WP SportoweFakty / Łukasz Trzeszczkowski / Na zdjęciu: Chris Holder
WP SportoweFakty / Łukasz Trzeszczkowski / Na zdjęciu: Chris Holder

W swoim pierwszym meczu w tym sezonie Chris Holder poprowadził Get Well do zwycięstwa nad Spartą (47:43). Niektórzy twierdzą nawet, że Holder może zostać mistrzem świata. Jacek Frątczak, menedżer torunian, jest jednak ostrożny w ocenach.

Chris Holder pozytywnie zaskoczył w ostatnim spotkaniu ligowym w Toruniu. Zdobył 12 punktów i był liderem zespołu. Można powiedzieć, że kibice Get Well ponownie go pokochali. Teraz liczą na więcej i mają nadzieję, że żużlowiec utrzyma swoją dyspozycję jak najdłużej.

Skąd taka eksplozja formy? Swoją teorię na ten temat ma menedżer Lejonen Gislaved, gdzie Holder będzie startował w Szwecji. - Chris aktualnie waży 67 kg, schudł siedem kilogramów w porównaniu z poprzednim rokiem. W sezonie 2012 ważył 66 kg. Moim zdaniem ma dużą szansę na zdobycie drugiego w karierze tytułu mistrza świata - mówi Anders Fjoerd.

Na temat wagi Holdera nie chce się wypowiadać Jacek Frątczak. Chwali swojego zawodnika, ale podkreśla, że na poważne oceny jeszcze zbyt wcześnie. - Życzę mu z całego serca, by zdobył tytuł mistrzowski, ale nie ma sensu teraz pompować balonika.
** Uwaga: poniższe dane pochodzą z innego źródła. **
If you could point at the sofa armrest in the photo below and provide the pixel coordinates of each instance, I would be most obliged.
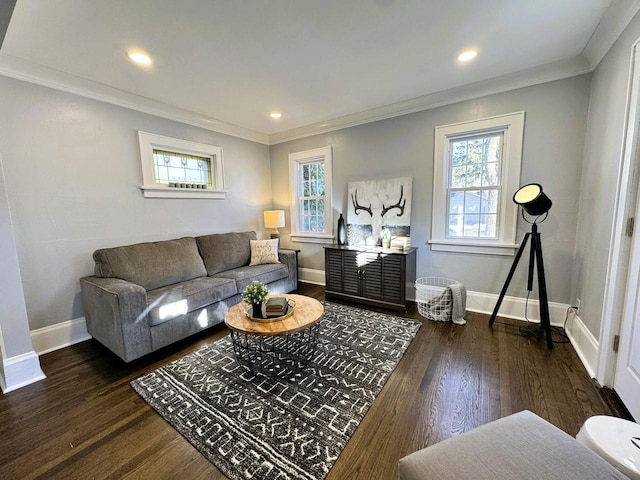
(115, 311)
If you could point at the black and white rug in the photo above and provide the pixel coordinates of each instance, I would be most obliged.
(293, 428)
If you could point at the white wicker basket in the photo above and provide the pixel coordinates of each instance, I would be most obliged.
(433, 297)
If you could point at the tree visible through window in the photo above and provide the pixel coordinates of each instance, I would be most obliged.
(476, 169)
(312, 200)
(474, 186)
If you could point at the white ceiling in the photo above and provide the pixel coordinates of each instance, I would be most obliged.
(227, 64)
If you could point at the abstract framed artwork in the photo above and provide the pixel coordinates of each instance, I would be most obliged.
(376, 206)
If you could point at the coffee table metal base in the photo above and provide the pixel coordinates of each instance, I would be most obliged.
(275, 355)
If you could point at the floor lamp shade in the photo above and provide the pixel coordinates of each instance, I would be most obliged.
(274, 219)
(532, 199)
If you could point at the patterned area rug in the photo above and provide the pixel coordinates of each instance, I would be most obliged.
(293, 428)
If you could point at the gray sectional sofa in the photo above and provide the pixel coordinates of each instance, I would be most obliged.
(145, 296)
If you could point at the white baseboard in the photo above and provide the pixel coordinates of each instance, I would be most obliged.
(60, 335)
(20, 371)
(515, 307)
(586, 345)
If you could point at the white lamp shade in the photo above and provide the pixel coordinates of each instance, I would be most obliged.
(274, 218)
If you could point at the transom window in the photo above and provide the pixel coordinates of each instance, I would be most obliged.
(474, 186)
(176, 168)
(476, 169)
(172, 167)
(311, 201)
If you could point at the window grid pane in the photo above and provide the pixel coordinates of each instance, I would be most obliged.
(311, 199)
(474, 186)
(179, 167)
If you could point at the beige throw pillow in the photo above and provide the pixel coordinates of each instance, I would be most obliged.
(264, 251)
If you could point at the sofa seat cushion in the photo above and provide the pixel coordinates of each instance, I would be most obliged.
(172, 301)
(224, 251)
(152, 264)
(267, 273)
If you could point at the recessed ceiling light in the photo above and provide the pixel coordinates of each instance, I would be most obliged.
(467, 55)
(139, 57)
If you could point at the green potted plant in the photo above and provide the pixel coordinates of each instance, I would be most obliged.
(254, 294)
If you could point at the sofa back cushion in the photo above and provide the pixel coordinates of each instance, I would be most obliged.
(151, 264)
(224, 251)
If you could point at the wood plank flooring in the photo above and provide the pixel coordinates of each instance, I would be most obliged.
(86, 422)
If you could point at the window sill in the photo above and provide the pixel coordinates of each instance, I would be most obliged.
(312, 238)
(507, 249)
(161, 191)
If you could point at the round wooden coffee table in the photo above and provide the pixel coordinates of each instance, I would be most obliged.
(275, 347)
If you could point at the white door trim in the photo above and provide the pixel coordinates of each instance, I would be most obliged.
(619, 253)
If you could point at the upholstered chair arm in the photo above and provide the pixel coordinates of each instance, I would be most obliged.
(116, 315)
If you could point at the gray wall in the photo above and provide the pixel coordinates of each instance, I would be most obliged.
(403, 146)
(601, 166)
(72, 170)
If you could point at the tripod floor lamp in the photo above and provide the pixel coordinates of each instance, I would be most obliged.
(533, 201)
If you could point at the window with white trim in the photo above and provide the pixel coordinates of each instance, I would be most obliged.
(476, 172)
(310, 177)
(175, 168)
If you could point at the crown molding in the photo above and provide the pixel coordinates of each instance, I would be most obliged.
(613, 23)
(524, 78)
(20, 69)
(33, 73)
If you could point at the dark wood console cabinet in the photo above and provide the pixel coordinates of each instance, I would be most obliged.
(371, 275)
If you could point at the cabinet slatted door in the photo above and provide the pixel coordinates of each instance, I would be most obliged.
(333, 274)
(350, 273)
(370, 275)
(394, 282)
(372, 279)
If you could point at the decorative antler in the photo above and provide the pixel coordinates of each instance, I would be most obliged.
(397, 205)
(359, 207)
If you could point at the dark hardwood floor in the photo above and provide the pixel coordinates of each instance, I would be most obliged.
(84, 421)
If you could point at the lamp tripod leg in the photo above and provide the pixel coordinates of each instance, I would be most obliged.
(545, 322)
(509, 277)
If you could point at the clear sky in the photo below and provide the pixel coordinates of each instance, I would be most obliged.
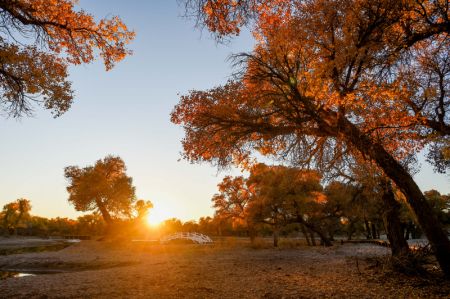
(125, 112)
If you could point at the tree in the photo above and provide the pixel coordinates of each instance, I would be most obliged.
(286, 195)
(142, 208)
(39, 39)
(15, 213)
(104, 187)
(327, 79)
(232, 202)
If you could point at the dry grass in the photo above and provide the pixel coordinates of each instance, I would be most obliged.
(230, 268)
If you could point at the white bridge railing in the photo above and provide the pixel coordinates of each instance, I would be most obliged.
(195, 237)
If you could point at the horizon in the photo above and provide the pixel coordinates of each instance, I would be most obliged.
(125, 112)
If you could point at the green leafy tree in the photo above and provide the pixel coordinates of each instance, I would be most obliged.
(15, 214)
(104, 187)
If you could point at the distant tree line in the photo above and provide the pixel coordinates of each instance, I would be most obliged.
(290, 201)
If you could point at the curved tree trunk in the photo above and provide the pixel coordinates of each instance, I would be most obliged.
(275, 236)
(105, 214)
(305, 234)
(396, 172)
(391, 220)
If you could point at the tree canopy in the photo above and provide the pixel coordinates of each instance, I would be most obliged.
(39, 39)
(104, 187)
(328, 81)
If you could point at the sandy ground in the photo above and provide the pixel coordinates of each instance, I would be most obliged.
(105, 270)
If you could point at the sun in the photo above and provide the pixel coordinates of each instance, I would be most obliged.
(156, 216)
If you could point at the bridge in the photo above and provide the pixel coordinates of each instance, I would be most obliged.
(194, 237)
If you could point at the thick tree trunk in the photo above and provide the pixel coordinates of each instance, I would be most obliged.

Sama waga to nie wszystko. Zmiany, których dokonał Chris, zwłaszcza w zakresie sprzętu, wydają się dobre. Jestem jednak daleki od snucia daleko idących wniosków dotyczących Grand Prix - wyjaśnia menedżer klubu z Torunia.

Nasz rozmówca zwraca jednak uwagę, że Australijczyk wykonał kawał dobrej roboty przed sezonem i ma potencjał. - Świadczy o tym choćby zdobycie tytułu w 2012 roku. Niemniej dużo rzeczy musi się jeszcze wydarzyć, żeby osiągnąć sukces, o którym mowa - kończy Frątczak.